The idea was to sell (for huge fees) individual servings of diversified financial salad around the world.

The only problem: under an occasional piece of lettuce was a speck of toxic waste in the form of a defaulting subprime mortgage.

Eat that piece of salad, and you're dead. The overall salad looked delicious, but suddenly global investors were no longer ordering salad. No one knew the location of the toxic waste. This distrust heightened when global interest rates began to rise.

So what does this salad boycott mean for the future and why have financial markets collapsed so brutally? The markets are telling us the world will face a serious credit crunch in 2009 regardless of how much money government spends to remove the toxic salad from bank balance sheets.

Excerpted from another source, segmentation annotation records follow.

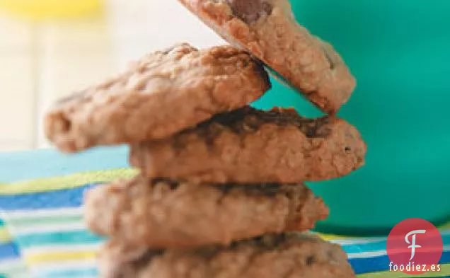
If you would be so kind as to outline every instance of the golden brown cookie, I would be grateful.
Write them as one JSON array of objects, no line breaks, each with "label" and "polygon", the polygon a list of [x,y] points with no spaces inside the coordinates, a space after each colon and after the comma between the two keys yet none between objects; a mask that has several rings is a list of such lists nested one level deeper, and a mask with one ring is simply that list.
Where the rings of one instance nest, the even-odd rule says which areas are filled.
[{"label": "golden brown cookie", "polygon": [[355,79],[340,54],[297,23],[288,0],[178,1],[323,111],[337,112],[353,92]]},{"label": "golden brown cookie", "polygon": [[149,178],[216,183],[298,183],[341,177],[364,163],[357,129],[333,117],[246,107],[174,137],[132,146],[130,162]]},{"label": "golden brown cookie", "polygon": [[149,250],[108,243],[100,254],[102,278],[354,278],[335,244],[298,233],[267,235],[190,249]]},{"label": "golden brown cookie", "polygon": [[304,185],[196,185],[138,177],[88,192],[95,233],[151,248],[229,244],[267,233],[301,231],[326,218]]},{"label": "golden brown cookie", "polygon": [[243,107],[270,88],[262,67],[243,51],[177,45],[60,100],[47,112],[45,130],[66,152],[161,139]]}]

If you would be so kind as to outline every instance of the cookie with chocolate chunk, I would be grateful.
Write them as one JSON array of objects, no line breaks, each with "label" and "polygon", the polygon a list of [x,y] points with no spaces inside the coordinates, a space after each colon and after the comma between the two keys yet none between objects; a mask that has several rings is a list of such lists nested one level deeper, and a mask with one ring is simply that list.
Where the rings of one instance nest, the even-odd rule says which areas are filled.
[{"label": "cookie with chocolate chunk", "polygon": [[262,66],[243,51],[177,45],[60,100],[47,113],[45,130],[66,152],[162,139],[241,108],[270,88]]},{"label": "cookie with chocolate chunk", "polygon": [[328,42],[296,21],[288,0],[178,0],[222,37],[250,52],[328,113],[356,81]]},{"label": "cookie with chocolate chunk", "polygon": [[364,164],[366,151],[359,132],[343,120],[246,107],[173,137],[134,144],[130,162],[150,178],[297,183],[347,175]]},{"label": "cookie with chocolate chunk", "polygon": [[91,231],[154,249],[306,231],[328,215],[322,199],[302,184],[194,184],[137,177],[91,190],[85,199]]},{"label": "cookie with chocolate chunk", "polygon": [[100,250],[100,272],[102,278],[356,277],[340,246],[299,233],[166,250],[113,240]]}]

Policymakers have no means of forcing the banks to start lending short of nationalizing the entire financial system. After all, the U.S. banks alone so far during the crisis have lost upwards of $2 trillion from their collective asset base.

Most banks are leveraged by more than 10 to 1. Translation: The U.S. financial system will have a whopping $15 trillion to $20 trillion less credit available next year than was around a year and a half before. The cost of money is rising and the availability shrinking.

True, the banks will still lend -- but the fear is they will do it only to people such as Warren Buffett, who don't need loans. What is uncertain is the amount of lending to borrowers engaged in entrepreneurial risk, the center of business reinvention and job creation.

Apart from the economic pain resulting from shrinking credit markets, we are about to see an earthquake in the relationship between government and financial markets. The great uncertainty is whether government has the power to rescue the financial system in times of crisis. It seems doubtful.

In the United Kingdom, for example, the collected assets of the major banks are four times the nation's gross domestic product (GDP). A similar situation exists in many Euro zone countries. This means government cannot bail out the system even if it wanted to. Given such massive exposure, government guarantees in a time of crisis become meaningless.

Yet because of the interconnected web of global financial relationships, we are all vulnerable to the threat. The collapse of, say, a major European bank would hardly leave American workers immune.

Our policy leaders in Washington are thinking domestically when the solution to the credit crisis will be global. It is not that the world lacks money; it is that the world's money is sitting on the sidelines -- more than $6 trillion in idle global money markets alone.

The challenge will be to reform our financial system quickly to draw that global capital back into more productive uses. The first step should be efforts to make the market for future asset-backed paper more transparent and credible.

We need a private/public global bank clearing facility. The bankers don't trust each other. The central banks, working with the private institutions in providing enhanced data, need to begin to refashion the world's financial architecture.

And while that is happening, the major governments of the world, including the Chinese, should begin major fiscal efforts to stimulate their weakening economies.

The opinions expressed in this commentary are solely those of the writer.